I knew their main force had started with ten people. Hubble had told me that. Then there were nine, after they ditched Morrison. I knew about the two Kliners, Teale, and Baker. That left me five more names to find. I smiled to myself. Pulled off the county road into Eno's gravel lot. Parked up on the far end of the row and got out. Stretched and yawned in the night air. The storm was holding off, but it was going to break. The air was still thick and heavy. I could still feel the voltage in the clouds. I could still feel the warm wind on my back. I got into the back of the car. Stretched out on the leather bench and went to sleep.

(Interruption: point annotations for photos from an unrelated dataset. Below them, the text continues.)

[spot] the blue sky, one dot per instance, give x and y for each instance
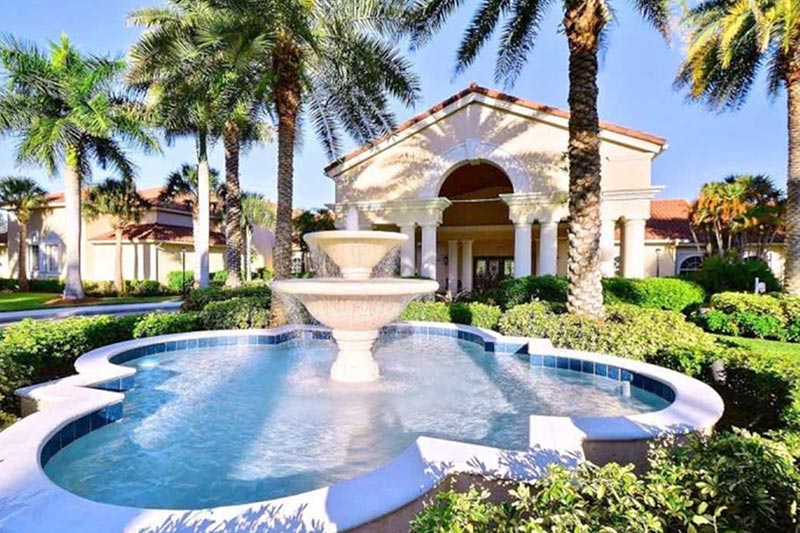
(636, 75)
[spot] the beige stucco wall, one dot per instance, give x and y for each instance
(410, 168)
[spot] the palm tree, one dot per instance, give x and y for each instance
(167, 62)
(123, 205)
(333, 60)
(255, 212)
(65, 110)
(22, 195)
(729, 42)
(584, 23)
(182, 187)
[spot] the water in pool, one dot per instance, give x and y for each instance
(227, 425)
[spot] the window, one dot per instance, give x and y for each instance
(690, 264)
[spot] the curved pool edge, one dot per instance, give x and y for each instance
(25, 489)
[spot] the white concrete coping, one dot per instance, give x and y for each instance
(31, 503)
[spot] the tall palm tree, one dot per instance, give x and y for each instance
(22, 195)
(584, 23)
(66, 110)
(182, 187)
(167, 62)
(123, 205)
(729, 42)
(334, 61)
(255, 212)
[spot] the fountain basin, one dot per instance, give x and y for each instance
(355, 310)
(356, 252)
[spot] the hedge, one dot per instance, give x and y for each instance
(236, 313)
(671, 294)
(734, 482)
(752, 315)
(198, 299)
(719, 275)
(472, 313)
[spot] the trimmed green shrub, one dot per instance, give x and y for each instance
(472, 313)
(628, 331)
(160, 323)
(36, 350)
(671, 294)
(197, 299)
(735, 482)
(750, 315)
(523, 290)
(236, 313)
(178, 280)
(718, 275)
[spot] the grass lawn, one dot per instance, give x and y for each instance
(765, 347)
(25, 301)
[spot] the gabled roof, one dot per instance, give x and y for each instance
(474, 88)
(669, 220)
(160, 233)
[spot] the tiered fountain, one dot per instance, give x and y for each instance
(355, 306)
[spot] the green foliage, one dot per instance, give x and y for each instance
(752, 315)
(36, 350)
(734, 482)
(718, 275)
(160, 323)
(198, 299)
(629, 331)
(178, 280)
(671, 294)
(545, 288)
(236, 313)
(471, 313)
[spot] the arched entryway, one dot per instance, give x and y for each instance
(476, 238)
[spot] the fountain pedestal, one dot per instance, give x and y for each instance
(355, 363)
(356, 307)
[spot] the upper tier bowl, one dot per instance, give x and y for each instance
(356, 252)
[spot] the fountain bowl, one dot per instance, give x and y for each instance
(356, 252)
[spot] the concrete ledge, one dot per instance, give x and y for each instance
(31, 503)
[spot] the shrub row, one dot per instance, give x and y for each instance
(671, 294)
(472, 313)
(198, 299)
(736, 482)
(752, 315)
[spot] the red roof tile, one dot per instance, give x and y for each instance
(160, 233)
(497, 95)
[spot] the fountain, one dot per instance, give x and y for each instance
(355, 306)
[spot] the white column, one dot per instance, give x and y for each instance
(522, 250)
(607, 230)
(408, 250)
(633, 248)
(548, 249)
(452, 267)
(428, 260)
(466, 266)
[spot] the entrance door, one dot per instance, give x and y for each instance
(488, 272)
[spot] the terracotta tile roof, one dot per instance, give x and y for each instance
(497, 95)
(160, 233)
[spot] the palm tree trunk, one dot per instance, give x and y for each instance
(203, 209)
(73, 287)
(23, 253)
(792, 268)
(119, 283)
(585, 279)
(287, 104)
(233, 206)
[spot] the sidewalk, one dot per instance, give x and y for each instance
(10, 317)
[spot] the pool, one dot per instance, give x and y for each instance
(210, 426)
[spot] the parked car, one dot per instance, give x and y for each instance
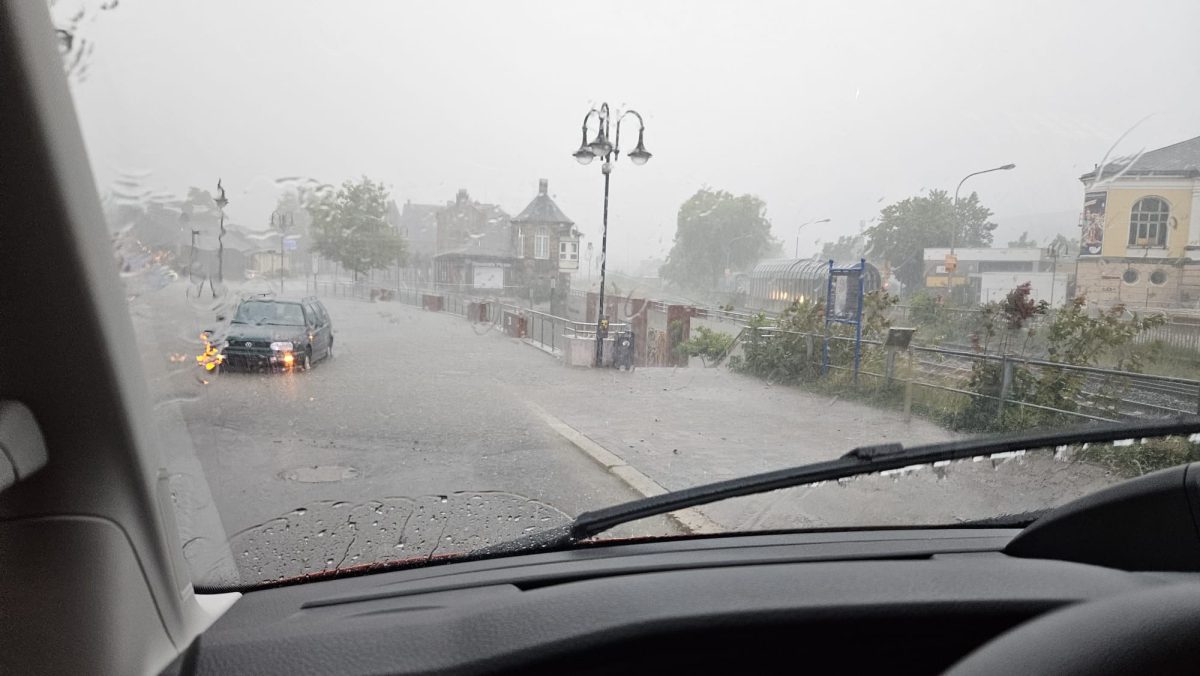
(269, 333)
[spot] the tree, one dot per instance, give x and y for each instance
(906, 228)
(849, 249)
(717, 231)
(1024, 241)
(348, 226)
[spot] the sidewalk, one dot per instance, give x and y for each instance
(681, 428)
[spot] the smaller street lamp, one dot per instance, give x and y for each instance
(283, 222)
(221, 202)
(802, 227)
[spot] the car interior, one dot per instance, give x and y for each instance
(94, 580)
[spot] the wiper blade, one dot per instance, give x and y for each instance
(858, 461)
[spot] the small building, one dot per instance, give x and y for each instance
(1140, 228)
(419, 226)
(546, 245)
(474, 249)
(989, 274)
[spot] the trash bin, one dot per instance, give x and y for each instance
(623, 359)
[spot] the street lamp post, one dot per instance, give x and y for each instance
(589, 265)
(222, 202)
(610, 153)
(954, 229)
(191, 261)
(283, 222)
(798, 233)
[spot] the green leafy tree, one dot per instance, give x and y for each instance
(348, 226)
(711, 346)
(910, 226)
(717, 231)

I wanted to get an hour, hour and a half.
I started dreaming about John Lee Hooker. In the old days, before he got famous again. He had an old steel-strung guitar, played it sitting on a little stool. The stool was placed on a square of wooden board. He used to press old beer bottle caps into the soles of his shoes to make them noisy. Like homemade tap shoes. He'd sit on his stool and play that guitar with his bold, choppy style. All the while pounding on the wooden board with his noisy shoes. I was dreaming of him pounding out the rhythm with his shoes on that old board.
But it wasn't John Lee's shoes making the noise. It was somebody knocking on the Bentley's windshield. I snapped awake and struggled up. Sergeant Baker was looking in at me. The big chrome clock on the dash showed ten thirty. I'd slept a half hour. That was all I was going to get.
First thing I did was to change my plan. A much better one had fallen right into my lap. The old Krauts would have approved. Tactical flexibility was big with them. Second thing I did was to put my hand in my pocket and snick the safety off the Desert Eagle. Then I got out of the opposite door and looked along the car roof at Baker. He was using his friendly grin, gold tooth and all.
"How you doing?" he said. "Sleeping in a public place, around here you could get arrested for vagrancy."
I grinned a friendly grin right back at him.
"Highway safety," I said. "They tell you don't drive if you're tired. Pull off and take a nap, right?"
"Come on in and I'll buy you a cup of coffee," he said. "You want to wake up, Eno's coffee should do it for you."
I locked the car. Kept my hand in my pocket. We crunched over the gravel and into the diner. Slid into the end booth. The woman with the glasses brought us coffee. We hadn't asked. She just seemed to know.
"So how you doing?" Baker said. "Feeling bad about your brother?"
I shrugged at him. Drank my coffee left-handed. My right hand was wrapped around the Desert Eagle in my pocket.
"We weren't close," I said.
Baker nodded.
"Roscoe still helping the Bureau out?" he said.
"Guess so," I said.
"And where's old Finlay tonight?" he asked.
"Jacksonville," I said. "He had to go to Florida, check something out."
"Jacksonville?" he said. "What does he need to check out in Jacksonville?"
I shrugged again. Sipped my coffee.
"Search me," I said. "He doesn't tell me anything. I'm not on the payroll. I'm just an errand boy. Now he's got me running up to Hubble's place to fetch him something."
"Hubble's place?" Baker said. "What you got to fetch from there?"
"Some old papers," I said. "Anything I can find, I guess."
"Then what?" he said. "You going to Florida too?"
I shook my head. Sipped more coffee.
"Finlay told me to stick them in the mail," I said. "Some Washington address. I'm going to sleep up at Hubble's place and mail them in the morning."
Baker nodded slowly. Then he flashed his friendly grin again. But it was forced. We finished up our coffee. Baker dropped a couple of bucks on the table and we slid out and left. He got into his patrol car. Waved at me as he drove off. I let him go ahead and strolled over the gravel to the Bentley. I rolled south to the end of the dark little town and made the right turn up Beckman Drive.